Text Analysis with Pandas Guide

Last Updated on July 25, 2023 by Editorial Team

Author(s): Fares Sayah

Originally published on Towards AI.

Hands-On guide on how to use Pandas to perform analysis on textual data

Text Analysis with Pandas Guide — Photo by Stone Wang on Unsplash

Most of the time raw data comes in a form that makes analysis difficult. Python provides a lot of built-in functions to manipulate string objects.

We can write our functions to manipulate strings and use DataFrame.apply() to apply them but this may be slow sometimes.

Instead, we can use pandas functions, some of the functions are presented in this article but if you need more you can check the documentation.

Table Of Content

1. Manipulate Case
2. Split Strings
3. Replace String
4. Concatenate
5. Additional Methods:
6. Information Extraction from Text

1. Manipulate Case

Pandas provide several functions for string manipulations:

.lower(): Converts all uppercase characters in strings in the DataFrame to lowercase and returns the lowercase strings in the result.
.upper(): Converts all lowercase characters in strings in the DataFrame to uppercase and returns the uppercase strings in the result.
.strip(): If there are spaces at the beginning or end of a string, we should trim the strings to eliminate spaces using strip() or remove the extra spaces contained by a string in DataFrame.
.islower(): It checks whether all characters in each string in the Index of the DataFrame in lower case or not, and returns a Boolean value.
.isupper(): It checks whether all characters in each string in the Index of the DataFrame in upper case or not, and returns a Boolean value.
.isnumeric(): It checks whether all characters in each string in the Index of the DataFrame are numeric or not, and return a Boolean value.
.swapcase(): It swaps the case lower to upper and vice-versa.

Lowercase all letters:
0 lev gor'kov
1 NaN
2 brillouin
3 albert einstein
4 carl m. bender
dtype: object

Uppercase all letters:
0 LEV GOR'KOV
1 NaN
2 BRILLOUIN
3 ALBERT EINSTEIN
4 CARL M. BENDER
dtype: object

Uppercase the first letter:
0 Lev gor'kov
1 NaN
2 Brillouin
3 Albert einstein
4 Carl m. bender
dtype: object

Uppercase the first letter of each word:
0 Lev Gor'Kov
1 NaN
2 Brillouin
3 Albert Einstein
4 Carl M. Bender
dtype: object

2. Split Strings

.split(‘ ‘): Splits each string with the given pattern.

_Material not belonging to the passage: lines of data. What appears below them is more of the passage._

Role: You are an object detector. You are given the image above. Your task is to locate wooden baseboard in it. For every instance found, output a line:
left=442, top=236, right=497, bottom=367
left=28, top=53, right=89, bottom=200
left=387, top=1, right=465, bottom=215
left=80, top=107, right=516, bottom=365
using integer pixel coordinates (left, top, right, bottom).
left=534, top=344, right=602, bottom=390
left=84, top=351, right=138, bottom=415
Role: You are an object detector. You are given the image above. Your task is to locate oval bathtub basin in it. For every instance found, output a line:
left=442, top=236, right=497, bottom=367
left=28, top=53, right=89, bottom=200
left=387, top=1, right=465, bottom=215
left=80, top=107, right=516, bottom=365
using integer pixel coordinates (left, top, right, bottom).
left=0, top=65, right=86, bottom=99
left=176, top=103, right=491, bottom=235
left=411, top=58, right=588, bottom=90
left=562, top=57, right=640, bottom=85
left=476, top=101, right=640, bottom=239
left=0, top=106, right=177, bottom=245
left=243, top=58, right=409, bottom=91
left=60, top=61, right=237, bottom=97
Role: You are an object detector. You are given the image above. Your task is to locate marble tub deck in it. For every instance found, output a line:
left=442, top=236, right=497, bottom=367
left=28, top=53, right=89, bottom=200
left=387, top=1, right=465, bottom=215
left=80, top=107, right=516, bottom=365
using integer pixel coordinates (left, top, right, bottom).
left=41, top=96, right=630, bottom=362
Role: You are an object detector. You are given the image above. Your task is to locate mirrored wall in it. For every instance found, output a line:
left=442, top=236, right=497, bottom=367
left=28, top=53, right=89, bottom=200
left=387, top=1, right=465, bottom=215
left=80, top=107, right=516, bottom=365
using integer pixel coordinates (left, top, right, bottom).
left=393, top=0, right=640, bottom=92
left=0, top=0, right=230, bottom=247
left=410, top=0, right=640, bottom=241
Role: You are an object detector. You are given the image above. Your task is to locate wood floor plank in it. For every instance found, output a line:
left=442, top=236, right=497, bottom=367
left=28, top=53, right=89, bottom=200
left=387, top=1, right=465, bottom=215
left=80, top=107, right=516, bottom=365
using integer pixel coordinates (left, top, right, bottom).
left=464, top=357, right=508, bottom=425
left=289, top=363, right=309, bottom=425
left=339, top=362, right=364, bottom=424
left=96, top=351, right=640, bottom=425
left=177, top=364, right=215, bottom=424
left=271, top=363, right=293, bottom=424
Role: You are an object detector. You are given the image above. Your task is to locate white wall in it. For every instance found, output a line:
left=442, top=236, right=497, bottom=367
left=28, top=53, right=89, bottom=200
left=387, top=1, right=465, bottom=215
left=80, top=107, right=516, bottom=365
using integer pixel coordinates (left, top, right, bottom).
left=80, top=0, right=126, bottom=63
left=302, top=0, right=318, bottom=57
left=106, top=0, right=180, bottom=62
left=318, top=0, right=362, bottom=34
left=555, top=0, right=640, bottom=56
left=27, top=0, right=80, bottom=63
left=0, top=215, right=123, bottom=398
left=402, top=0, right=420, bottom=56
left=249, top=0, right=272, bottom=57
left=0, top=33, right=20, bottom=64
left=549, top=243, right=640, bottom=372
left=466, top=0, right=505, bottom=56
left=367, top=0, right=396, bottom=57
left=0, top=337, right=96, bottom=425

In the example below, we have pandas series of Physicist names which we want to separate into First Name and Last Name and nicely format them (title them). Using expand=True will return the result DataFrame which will easily concatenate with another DataFrame.

Before Splitting:
0 lev gor'kov
1 NaN
2 brillouin
3 albert einstein
4 carl m. bender
dtype: object

After Splitting:
 First Name Last Name
0 Lev Gor'Kov
1 NaN NaN
2 Brillouin None
3 Albert Einstein
4 Carl M. Bender

3. Replace String

When working with text data, you will often want to remove some characters or words from the text..replace(a,b) replaces the value a with the value b. In the example below we are replacing Dr. and Pr. with an empty string.

If the text you want to remove or replace is not clear you can use regular expressions.

Before Replacing:
0 lev gor'kov
1 NaN
2 Dr. brillouin
3 Pr. albert einstein
4 carl m. bender
dtype: object

After Replacing:
 First Name Last Name
0 Lev Gor'Kov
1 NaN NaN
2 Brillouin None
3 Albert Einstein
4 Carl M. Bender

4. Concatenate

Concatenating two columns is a common task if you are working with text data. This can be done using .cat() methods.

cat(sep=’ ‘): It concatenates the DataFrame index elements or each string in DataFrame with a given separator. In the example below, we have two pandas series (First Name and Last Name) and we want to concatenate them into one Pandas series.

Concatinate and ignore missing values:
0 Albert Doe
1 John Piter
2 Robert David
3 <NA>
4 Jack Carl
dtype: string

Concatinate and replace missing values with "-":
0 Albert Doe
1 John Piter
2 Robert David
3 - Eden
4 Jack Carl
dtype: string

5. Additional Methods:

.startswith(pattern): It returns true if the element or string in the DataFrame Index starts with the pattern.
.endswith(pattern): It returns true if the element or string in the DataFrame Index ends with the pattern.
.repeat(value): It repeats each element with a given number of times like the below example, there are two appearances of each string in DataFrame.
.find(pattern): It returns the first position of the first occurrence of the pattern.

6. Information Extraction from Text

In working with data and especially in NLP tasks you will need to do some basic data analysis to your data (find long text, clean text, count words…).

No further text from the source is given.